The span for parallel quicksort with parallel-pack partitioning is given by the recurrence \(R(N) = R(N / 2) + c_1 \log N + c_0\).

What is the closed form for the span of this optimized parallel quicksort?

The span is in \(\Theta(\log^2 N)\).

What is the parallelism of this algorithm?

The parallelism \(T_1 / T_\infty\) of the algorithm is exponential: \(N \log N / \log^2 N = N / \log N\).

Merge sort

The same parallelism challenge is evident in merge sort as well: the span for parallel merge sort is dominated by the time it takes to merge two sorted arrays. We can improve upon the linear time it takes to merge two sorted arrays by designing a faster parallel algorithm.

  1. Determine the median element of the larger sorted array. (Select the item at the middle index.)
  2. Use binary search to find the split point in the smaller array such that all elements to the left are less than the larger array’s median.
  3. Recursively merge the smaller halves of both arrays.
  4. Recursively merge the larger halves of both arrays.
What is the worst-case span of parallel merge?

The larger array is always split roughly in half, but the split point in the smaller array could be anywhere in that array. In the worst case, the split point could be either the smallest or largest item in the smaller array.

But since we know the larger array has at least \(N / 2\) items (by definition of being the larger array), the two recursive merge subproblems can only split the original \(N\) items as unevenly as \(N / 4\) and \(3N / 4\).

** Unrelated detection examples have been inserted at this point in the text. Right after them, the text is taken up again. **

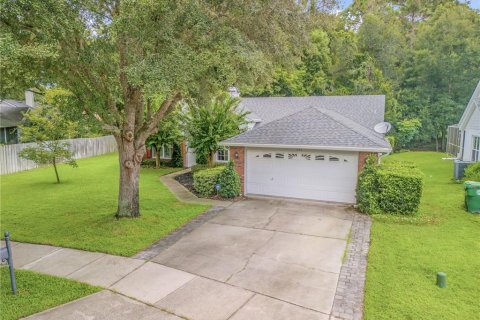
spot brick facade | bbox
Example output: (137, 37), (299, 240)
(358, 152), (378, 174)
(230, 147), (246, 194)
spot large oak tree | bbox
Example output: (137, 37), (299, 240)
(0, 0), (306, 217)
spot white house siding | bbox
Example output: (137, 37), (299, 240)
(462, 107), (480, 161)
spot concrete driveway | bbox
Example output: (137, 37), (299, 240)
(152, 199), (353, 320)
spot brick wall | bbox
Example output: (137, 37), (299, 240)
(230, 147), (246, 194)
(358, 152), (378, 174)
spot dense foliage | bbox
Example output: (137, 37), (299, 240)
(184, 95), (246, 166)
(190, 162), (225, 174)
(357, 157), (423, 215)
(146, 112), (183, 168)
(246, 0), (480, 150)
(0, 0), (308, 217)
(463, 162), (480, 182)
(193, 166), (224, 197)
(217, 161), (242, 198)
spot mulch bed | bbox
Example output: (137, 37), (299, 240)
(175, 172), (245, 202)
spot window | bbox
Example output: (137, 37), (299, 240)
(472, 136), (480, 161)
(160, 145), (173, 159)
(217, 147), (230, 162)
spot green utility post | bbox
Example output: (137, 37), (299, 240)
(437, 272), (447, 288)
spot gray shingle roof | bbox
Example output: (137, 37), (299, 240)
(223, 107), (390, 149)
(241, 95), (385, 129)
(0, 100), (30, 128)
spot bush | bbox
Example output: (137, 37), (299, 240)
(190, 163), (225, 174)
(193, 166), (224, 197)
(357, 159), (423, 215)
(464, 162), (480, 182)
(218, 161), (241, 198)
(140, 159), (172, 168)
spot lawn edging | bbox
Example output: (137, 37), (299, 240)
(330, 213), (372, 320)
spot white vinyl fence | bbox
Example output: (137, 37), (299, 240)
(0, 136), (117, 175)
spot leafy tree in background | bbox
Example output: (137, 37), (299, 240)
(185, 96), (247, 166)
(19, 106), (77, 183)
(0, 0), (308, 217)
(42, 87), (105, 138)
(399, 4), (480, 150)
(146, 112), (183, 169)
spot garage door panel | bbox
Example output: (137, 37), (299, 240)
(246, 149), (358, 203)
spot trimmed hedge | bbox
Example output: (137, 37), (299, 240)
(463, 162), (480, 182)
(191, 163), (225, 174)
(140, 159), (173, 168)
(218, 161), (242, 198)
(193, 166), (224, 197)
(357, 158), (423, 215)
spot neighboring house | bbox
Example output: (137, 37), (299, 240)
(0, 90), (35, 144)
(447, 81), (480, 165)
(199, 96), (391, 203)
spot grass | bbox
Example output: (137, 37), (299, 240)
(364, 152), (480, 320)
(0, 267), (101, 320)
(0, 154), (208, 256)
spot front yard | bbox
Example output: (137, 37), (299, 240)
(0, 267), (101, 320)
(0, 154), (208, 256)
(365, 152), (480, 320)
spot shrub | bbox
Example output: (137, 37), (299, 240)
(464, 162), (480, 182)
(170, 143), (183, 168)
(191, 163), (225, 174)
(357, 155), (379, 214)
(218, 161), (241, 198)
(140, 159), (172, 168)
(357, 159), (423, 215)
(193, 166), (224, 197)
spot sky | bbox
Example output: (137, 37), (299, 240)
(340, 0), (480, 9)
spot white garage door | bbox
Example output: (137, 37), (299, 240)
(246, 149), (358, 203)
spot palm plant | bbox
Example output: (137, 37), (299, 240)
(185, 95), (247, 166)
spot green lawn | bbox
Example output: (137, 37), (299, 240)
(365, 152), (480, 320)
(0, 154), (208, 256)
(0, 267), (101, 320)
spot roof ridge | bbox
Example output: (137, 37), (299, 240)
(314, 107), (386, 145)
(233, 106), (315, 139)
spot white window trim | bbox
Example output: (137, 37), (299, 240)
(215, 147), (230, 162)
(160, 145), (173, 159)
(472, 135), (480, 162)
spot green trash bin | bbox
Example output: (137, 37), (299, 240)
(463, 181), (480, 213)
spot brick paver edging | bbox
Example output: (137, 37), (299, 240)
(330, 213), (372, 320)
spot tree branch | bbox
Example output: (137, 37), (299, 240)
(136, 92), (182, 144)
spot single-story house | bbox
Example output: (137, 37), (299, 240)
(0, 90), (35, 144)
(204, 95), (391, 203)
(447, 81), (480, 164)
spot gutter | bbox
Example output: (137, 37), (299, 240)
(219, 142), (392, 153)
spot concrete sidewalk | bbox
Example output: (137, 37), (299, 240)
(6, 199), (369, 320)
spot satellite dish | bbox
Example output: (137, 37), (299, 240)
(373, 122), (392, 134)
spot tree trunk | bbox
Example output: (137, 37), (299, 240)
(116, 137), (145, 218)
(155, 146), (162, 169)
(207, 151), (215, 167)
(52, 157), (60, 183)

The recurrence for the worst-case span is given by \(R(N) = R(3N / 4) + c_1 \log N + c_0\), which is in \(\Theta(\log^2 N)\).

What is the parallelism of this algorithm?

Plugging the parallel merge span of \(\Theta(\log^2 N)\) into the parallel merge sort recurrence yields \(R(N) = R(N / 2) + \Theta(\log^2 N) \in \Theta(\log^3 N)\).

The parallelism \(T_1 / T_\infty\) of the algorithm is \(N \log N / \log^3 N\).